Ever since the 20-year-old sexual misconduct allegations against Peyton Manning were brought back into the light, Manning’s defenders have pointed out that the story of his accuser, Dr. Jamie Naughright, was inconsistent.

In 1996, they point out, Naughright signed a document that read, “he pulled his pants down and exposed himself to me, as I was bent over examining his foot, after asking me personal questions.” However, in her 2002 libel and defamation lawsuit against Manning, filed after he spoke about the incident in his book, Naughright called the incident a sexual assault and said that Manning’s butt and genitals touched her face.

However, a new document has come to light that suggests Naughtright was not as inconsistent as it may seem.

Three hours after the February 1996 incident, Naughtright called the Knoxville sexual assault crisis center hotline. ESPN’s Outside the Lines went through the thousands of pages of court documents that were part of the 2002 defamation case and found the original report filed by the person who took Naughright’s call that night. In two separate places the document classifies the incident as “sexual assault.”

Take a look:

knoxville crisis center jamie naughtright peyton manning asault allegation 2

On the back of the form were hand-written notes about the call:

knoxville crisis center jamie naughtright peyton manning asault allegation 2

Unfortunately, as you can see, Naughtright did not give specific details about the incident. Thus, the report cannot officially corroborate the story she told in 2002. However, whatever happened, it’s clear is that Naughtright did consider it an “assault.”

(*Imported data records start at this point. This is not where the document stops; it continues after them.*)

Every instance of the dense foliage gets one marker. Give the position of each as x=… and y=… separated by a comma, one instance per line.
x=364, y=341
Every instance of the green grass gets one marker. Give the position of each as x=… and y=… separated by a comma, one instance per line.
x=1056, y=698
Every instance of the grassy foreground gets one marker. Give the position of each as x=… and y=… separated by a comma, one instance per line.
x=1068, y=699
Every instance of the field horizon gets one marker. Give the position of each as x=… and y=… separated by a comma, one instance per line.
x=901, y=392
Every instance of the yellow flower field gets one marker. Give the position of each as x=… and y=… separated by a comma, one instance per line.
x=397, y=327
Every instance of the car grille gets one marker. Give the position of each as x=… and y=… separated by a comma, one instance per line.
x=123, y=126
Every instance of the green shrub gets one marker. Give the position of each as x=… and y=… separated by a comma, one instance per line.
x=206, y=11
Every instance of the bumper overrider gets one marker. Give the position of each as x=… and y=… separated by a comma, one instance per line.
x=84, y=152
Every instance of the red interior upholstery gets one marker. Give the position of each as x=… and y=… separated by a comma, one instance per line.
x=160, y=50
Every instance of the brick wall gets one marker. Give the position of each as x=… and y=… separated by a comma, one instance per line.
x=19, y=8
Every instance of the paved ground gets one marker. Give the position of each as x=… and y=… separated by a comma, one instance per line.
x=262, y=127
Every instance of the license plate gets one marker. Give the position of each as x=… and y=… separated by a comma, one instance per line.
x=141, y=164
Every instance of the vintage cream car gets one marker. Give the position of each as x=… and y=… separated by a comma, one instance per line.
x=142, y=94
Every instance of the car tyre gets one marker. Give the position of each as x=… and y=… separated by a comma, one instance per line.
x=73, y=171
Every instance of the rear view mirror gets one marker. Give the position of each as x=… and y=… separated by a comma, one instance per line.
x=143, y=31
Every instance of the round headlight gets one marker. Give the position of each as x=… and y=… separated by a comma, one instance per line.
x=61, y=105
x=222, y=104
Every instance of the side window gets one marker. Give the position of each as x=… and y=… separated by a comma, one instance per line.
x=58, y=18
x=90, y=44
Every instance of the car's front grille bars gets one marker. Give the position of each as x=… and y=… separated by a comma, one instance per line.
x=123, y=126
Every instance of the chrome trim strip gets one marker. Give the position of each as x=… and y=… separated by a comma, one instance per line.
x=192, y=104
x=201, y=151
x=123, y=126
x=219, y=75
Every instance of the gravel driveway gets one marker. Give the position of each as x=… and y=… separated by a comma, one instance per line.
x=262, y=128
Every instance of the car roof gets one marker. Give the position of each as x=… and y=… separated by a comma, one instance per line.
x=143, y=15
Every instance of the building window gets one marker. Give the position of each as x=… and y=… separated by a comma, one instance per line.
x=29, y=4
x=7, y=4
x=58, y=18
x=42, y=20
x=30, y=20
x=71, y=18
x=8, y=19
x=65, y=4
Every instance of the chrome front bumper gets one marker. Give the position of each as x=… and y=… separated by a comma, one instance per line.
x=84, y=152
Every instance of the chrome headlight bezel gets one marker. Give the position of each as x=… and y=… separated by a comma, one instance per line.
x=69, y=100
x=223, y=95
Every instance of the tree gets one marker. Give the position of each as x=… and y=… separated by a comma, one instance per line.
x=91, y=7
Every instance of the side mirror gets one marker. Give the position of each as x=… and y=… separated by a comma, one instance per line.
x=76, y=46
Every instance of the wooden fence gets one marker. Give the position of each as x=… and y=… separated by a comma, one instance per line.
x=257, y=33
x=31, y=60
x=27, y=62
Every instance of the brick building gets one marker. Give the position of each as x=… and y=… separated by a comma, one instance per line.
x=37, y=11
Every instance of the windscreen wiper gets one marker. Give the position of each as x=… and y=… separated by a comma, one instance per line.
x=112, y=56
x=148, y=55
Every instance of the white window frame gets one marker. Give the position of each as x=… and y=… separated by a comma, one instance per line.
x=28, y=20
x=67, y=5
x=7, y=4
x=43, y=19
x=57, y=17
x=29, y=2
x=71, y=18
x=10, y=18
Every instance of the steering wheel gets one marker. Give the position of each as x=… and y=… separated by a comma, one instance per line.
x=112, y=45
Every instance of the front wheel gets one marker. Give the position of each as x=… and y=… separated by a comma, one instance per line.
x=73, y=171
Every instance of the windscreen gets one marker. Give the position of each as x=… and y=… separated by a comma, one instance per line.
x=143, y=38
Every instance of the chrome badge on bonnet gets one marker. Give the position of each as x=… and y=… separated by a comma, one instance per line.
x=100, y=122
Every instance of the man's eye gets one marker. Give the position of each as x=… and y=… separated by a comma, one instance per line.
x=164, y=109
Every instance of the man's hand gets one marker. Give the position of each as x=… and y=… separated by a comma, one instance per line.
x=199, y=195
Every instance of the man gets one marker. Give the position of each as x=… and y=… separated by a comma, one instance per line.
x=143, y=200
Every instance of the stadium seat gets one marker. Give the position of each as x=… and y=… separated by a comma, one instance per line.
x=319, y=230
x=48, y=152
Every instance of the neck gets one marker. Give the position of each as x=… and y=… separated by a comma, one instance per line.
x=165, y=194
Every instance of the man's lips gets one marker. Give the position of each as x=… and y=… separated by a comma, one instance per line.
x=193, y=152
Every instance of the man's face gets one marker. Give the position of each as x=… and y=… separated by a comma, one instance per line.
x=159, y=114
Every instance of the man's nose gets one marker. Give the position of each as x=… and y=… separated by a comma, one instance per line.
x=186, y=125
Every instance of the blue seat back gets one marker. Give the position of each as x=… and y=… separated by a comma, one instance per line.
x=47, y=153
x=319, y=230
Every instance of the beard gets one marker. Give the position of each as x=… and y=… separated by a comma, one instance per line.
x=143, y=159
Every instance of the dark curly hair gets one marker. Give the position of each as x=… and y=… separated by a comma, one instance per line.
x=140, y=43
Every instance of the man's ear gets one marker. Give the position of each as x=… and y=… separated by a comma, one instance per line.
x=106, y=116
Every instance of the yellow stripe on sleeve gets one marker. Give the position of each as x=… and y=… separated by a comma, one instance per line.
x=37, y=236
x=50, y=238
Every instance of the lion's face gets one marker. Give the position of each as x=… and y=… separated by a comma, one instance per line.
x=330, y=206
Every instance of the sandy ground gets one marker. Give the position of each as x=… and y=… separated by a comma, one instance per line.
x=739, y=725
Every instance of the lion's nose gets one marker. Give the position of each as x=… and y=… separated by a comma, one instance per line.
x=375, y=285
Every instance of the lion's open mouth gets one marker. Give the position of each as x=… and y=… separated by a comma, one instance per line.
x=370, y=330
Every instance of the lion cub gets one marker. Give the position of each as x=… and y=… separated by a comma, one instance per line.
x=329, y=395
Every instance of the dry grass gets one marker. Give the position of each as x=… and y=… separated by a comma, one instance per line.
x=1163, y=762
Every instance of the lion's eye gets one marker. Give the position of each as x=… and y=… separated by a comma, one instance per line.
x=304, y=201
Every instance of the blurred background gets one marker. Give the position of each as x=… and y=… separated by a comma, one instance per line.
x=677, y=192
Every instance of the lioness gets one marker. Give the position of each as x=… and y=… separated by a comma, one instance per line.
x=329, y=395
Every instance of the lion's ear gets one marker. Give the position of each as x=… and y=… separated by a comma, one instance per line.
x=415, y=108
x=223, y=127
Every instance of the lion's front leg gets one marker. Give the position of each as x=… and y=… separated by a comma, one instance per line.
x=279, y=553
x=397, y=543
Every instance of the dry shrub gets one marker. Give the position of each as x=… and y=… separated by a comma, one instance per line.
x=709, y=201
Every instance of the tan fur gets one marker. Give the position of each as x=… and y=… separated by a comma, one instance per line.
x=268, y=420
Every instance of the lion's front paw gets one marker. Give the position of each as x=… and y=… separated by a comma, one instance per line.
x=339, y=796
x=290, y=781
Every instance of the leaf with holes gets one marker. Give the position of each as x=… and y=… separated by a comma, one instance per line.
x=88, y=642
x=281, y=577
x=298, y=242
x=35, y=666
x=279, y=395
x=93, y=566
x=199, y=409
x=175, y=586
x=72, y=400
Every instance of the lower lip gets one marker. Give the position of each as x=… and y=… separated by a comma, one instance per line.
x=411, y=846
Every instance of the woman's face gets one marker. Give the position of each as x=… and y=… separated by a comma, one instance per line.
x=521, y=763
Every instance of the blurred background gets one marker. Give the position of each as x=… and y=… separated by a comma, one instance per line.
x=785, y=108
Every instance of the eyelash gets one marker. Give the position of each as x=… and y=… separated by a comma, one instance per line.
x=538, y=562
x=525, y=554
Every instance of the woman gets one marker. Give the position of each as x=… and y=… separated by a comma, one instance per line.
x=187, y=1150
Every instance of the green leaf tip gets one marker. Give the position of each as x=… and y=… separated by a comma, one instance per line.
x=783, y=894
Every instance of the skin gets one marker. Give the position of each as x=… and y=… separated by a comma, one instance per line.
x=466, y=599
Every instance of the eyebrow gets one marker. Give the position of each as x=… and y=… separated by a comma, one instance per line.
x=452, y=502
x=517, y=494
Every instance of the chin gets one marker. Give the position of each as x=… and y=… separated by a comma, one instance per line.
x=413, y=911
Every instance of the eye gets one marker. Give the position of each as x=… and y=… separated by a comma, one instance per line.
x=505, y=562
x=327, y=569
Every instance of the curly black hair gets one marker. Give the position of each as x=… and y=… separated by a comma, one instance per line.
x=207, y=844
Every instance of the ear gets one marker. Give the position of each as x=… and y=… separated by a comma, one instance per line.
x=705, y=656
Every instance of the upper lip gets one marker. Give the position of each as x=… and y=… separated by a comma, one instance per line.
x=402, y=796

Of course, this still won’t placate those who don’t want to believe that Peyton Manning would have done something like this. They’ll insist that the only document that matters is the one Naughtright signed six months later that simply said Manning “exposed himself” to her.

Unfortunately, when you combine the contents of this document with the testimony of Naughtright’s boss, Mike Rollo, as well as statements from Malcolm Saxon, who witnessed the incident, it is pretty clear that this was more than playful mooning.

Rollo said in his deposition for the 2002 defamation case that Naughtright normally just rolled with the hyper-masculine horseplay, and that on at least two other occasions she had witness athletes mooning each other and not expressed any offense. “That’s what struck me as so bizarre about this whole situation,” he explained. “That she was distraught, she was upset, and it seemed unusual.”

As for Saxon, he was the athlete Manning claimed he was mooning. And while he was never deposed for the 2002 case, he did submit an affidavit disputing Manning’s claim and saying that both he and Naughright were “shocked” by the incident. He also wrote a personal letter to Manning saying he “messed up,” that what he did was “inappropriate,” and that “coming clean” would be the right thing to do.

“You have shown no mercy or grace to this lady who was on her knees seeing if you had a stress fracture,” Saxon said in the letter. “You might as well maintain some dignity and admit to what happened. Your celebrity doesn’t mean that you can treat folks this way.”

But hey, no, Peyton didn’t do anything, right?